Sumbawa Besar, Gaung NTB – Pembalakan hutan mangrove (bakau) yang berlokasi di Desa Usar Mapin dan Desa Labuhan Mapin Kecamatan Alas Barat marak terjadi beberapa tahun terakhir. Keresahan masyarakat diperparah dengan tidak hadirnya stakeholders terkait saat masyarakat mengadu. Akibat sering ditebangi, hutan bakau ini kondisinya semakin memprihatinkan. Mirisnya lagi para pelaku merupakan warga yang bermukim di sekitar area hutan tersebut. Hal ini dikatakan Concong Bagenda (65) warga Usar Mapin pemerhati lingkungan sekaligus penggagas penanaman bakau secara swadaya sejak tahun 1988 kepada Gaung NTB, Selasa (16/2) di Kantor Badan Penanaman Modal dan Lingkungan Hidup.
Menurutnya, pengaduan sudah seringkali disampaikan kepada aparat terkait seperti kepolisian Sektor Alas Barat dan Pimpinan UPT. PPH Puncak Ngengas Kecamatan Alas sebagai perpanjangan tangan Dinas Kehutanan dan Perkebunan di kecamatan, namun pengaduan itu tidak pernah ada solusinya.
“Saya ingin masyarakat yang membabat hutan mangrove tersebut dihukum sesuai UU yang berlaku, selama saya mengadu, saya selalu bawa bukti tetapi tidak ada hasilnya, lantas ke siapa lagi saya mengadu? Apabila satu orang saja mendapat sanksi maka masyarakat lainnya tidak akan berani lagi melakukan penebangan liar,” katanya.
Disebutkan Daeng, akrab bapak ini disapa, pembabatan mangrove biasanya dilakukan orang-orang yang tidak bertanggung jawab tersebut saat hari Jum’at ataupun hari-hari lain ketika dirinya tidak ada dilokasi.
“Saya tidak sendiri sebagai orang yang menanam mangrove tersebut.
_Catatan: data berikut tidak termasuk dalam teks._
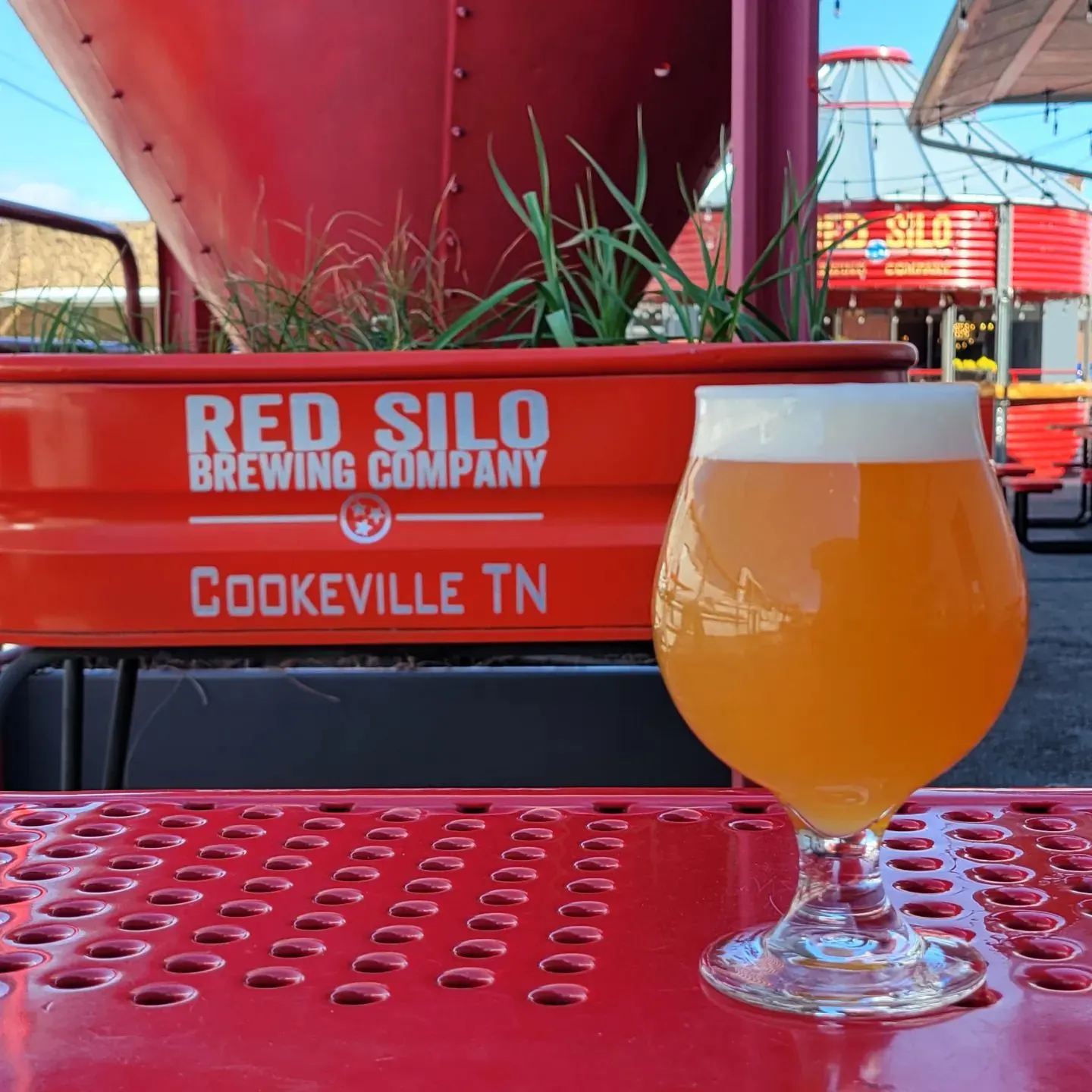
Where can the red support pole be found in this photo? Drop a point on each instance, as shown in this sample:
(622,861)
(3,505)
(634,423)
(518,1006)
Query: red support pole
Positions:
(774,121)
(185,319)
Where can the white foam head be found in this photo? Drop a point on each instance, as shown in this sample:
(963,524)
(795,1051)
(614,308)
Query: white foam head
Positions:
(839,423)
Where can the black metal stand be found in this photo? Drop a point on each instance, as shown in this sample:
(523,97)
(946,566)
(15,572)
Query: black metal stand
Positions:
(117,741)
(1022,524)
(72,726)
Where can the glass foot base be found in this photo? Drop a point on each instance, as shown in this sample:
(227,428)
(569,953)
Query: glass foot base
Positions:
(843,975)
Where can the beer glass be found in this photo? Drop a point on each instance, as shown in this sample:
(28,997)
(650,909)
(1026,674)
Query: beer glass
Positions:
(840,614)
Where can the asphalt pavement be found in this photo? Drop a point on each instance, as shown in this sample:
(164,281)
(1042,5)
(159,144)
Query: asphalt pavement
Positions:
(1044,736)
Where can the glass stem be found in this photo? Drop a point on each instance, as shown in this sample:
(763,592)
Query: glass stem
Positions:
(841,903)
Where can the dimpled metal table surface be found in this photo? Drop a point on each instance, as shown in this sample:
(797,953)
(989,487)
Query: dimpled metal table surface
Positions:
(511,942)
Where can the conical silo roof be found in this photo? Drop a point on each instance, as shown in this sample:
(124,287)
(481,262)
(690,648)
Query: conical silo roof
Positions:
(866,96)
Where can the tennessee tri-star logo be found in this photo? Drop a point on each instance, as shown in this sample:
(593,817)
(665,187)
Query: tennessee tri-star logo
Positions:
(365,518)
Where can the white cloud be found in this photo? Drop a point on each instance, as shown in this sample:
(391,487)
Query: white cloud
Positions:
(59,199)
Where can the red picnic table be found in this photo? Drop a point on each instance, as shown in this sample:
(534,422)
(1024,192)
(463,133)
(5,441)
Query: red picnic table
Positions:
(402,942)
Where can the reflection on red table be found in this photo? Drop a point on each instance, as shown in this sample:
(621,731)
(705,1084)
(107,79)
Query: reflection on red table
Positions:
(509,942)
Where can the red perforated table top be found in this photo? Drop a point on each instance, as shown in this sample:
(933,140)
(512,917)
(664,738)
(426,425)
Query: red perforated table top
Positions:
(509,942)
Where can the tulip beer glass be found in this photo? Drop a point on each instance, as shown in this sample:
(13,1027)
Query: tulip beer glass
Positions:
(838,563)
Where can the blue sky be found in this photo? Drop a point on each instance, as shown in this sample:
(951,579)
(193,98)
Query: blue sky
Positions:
(50,156)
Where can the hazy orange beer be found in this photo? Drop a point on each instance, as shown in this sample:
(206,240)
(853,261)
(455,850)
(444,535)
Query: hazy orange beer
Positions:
(840,610)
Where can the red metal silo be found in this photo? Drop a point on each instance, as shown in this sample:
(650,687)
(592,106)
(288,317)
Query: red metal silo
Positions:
(247,124)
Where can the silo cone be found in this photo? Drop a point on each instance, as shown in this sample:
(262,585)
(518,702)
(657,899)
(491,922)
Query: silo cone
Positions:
(258,132)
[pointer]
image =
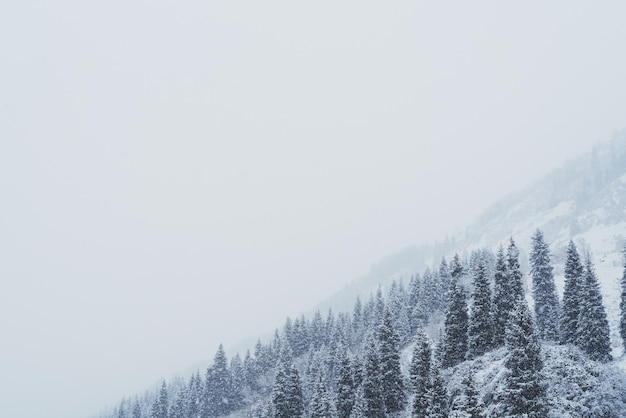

Saya dibantu oleh teman saya seorang tuna netra Kaharudin (60) serta istri dan anak-anak saya, namun kami selalu kecolongan oleh masyarakat yang membabat hutan itu, bahkan kami sering diancam pelaku pakai parang,” akunya.
Lebih jauh sambungnya, apabila dihitung dengan rupiah kayu bakau yang ditebang itu tidak juga dibeli dengan harga mahal hanya berkisar Rp 25-50 ribu saja tetapi itulah anehnya banyak masyarakat menebang dengan alasan membuat rumah, kandang ternak dan lain-lain.
Bagi Daeng, pengaduannya kepada Camat Alas Barat Iwan Sofian sangat berkah, saat mengadu kepadanya, Pak Camat tidak berkata dan mendengarkan saja, selang beberapa hari, dia menginformasikan tentang penghargaan Kalpataru 2016 bagi pencinta lingkungan hidup di BPM-LH
“Saya tidak butuh penghargaan atau pujian jempol, tetapi saya butuh kamera dan sampan untuk dapat memantau kondisi disekitar area hutan. Hal itu agar foto-foto itu bisa jadi bukti saat dirinya menjumpai penebang liar meski itu semua belum terealisasi, namun saya senang bapak Camat mendengar keluhan saya,” harapnya.
Sebelumnya, Daeng memaparkan, bahwa hutan mangrove ini dahulunya pada tahun 1988 adalah laut dengan kedalaman 100 meter, hingga dia merasa memiliki panggilan hati untuk menanam bakau, hinggga tahun 2002 ada bantuan dari Dinas Kehutanan untuk pemeliharaan dan penanaman hutan bakau, namun meski bantuan tidak ada lagi sampai sekarang dirinya tetap menanam bakau.
Sekarang ini lanjutnya, lokasi rawan abrasi tersebut sudah menjadi daratan yang terbentang sepanjang 1000 meter dari batas bibir pantai di dua desa dan telah ditanami sejumlah tanaman seperti pisang, kelapa dan lain-lain.
“Saya ingin mengajak masyarakat untuk peduli dengan lingkungan, agar anak cucu kita kedepan bisa merasakan alam seperti sekarang ini,” pinta Daeng.
Hingga berita ini naik cetak, telpon seluler Camat Alas Barat Iwan Sofian, SSos tidak bisa dihubungi untuk konfirmasi.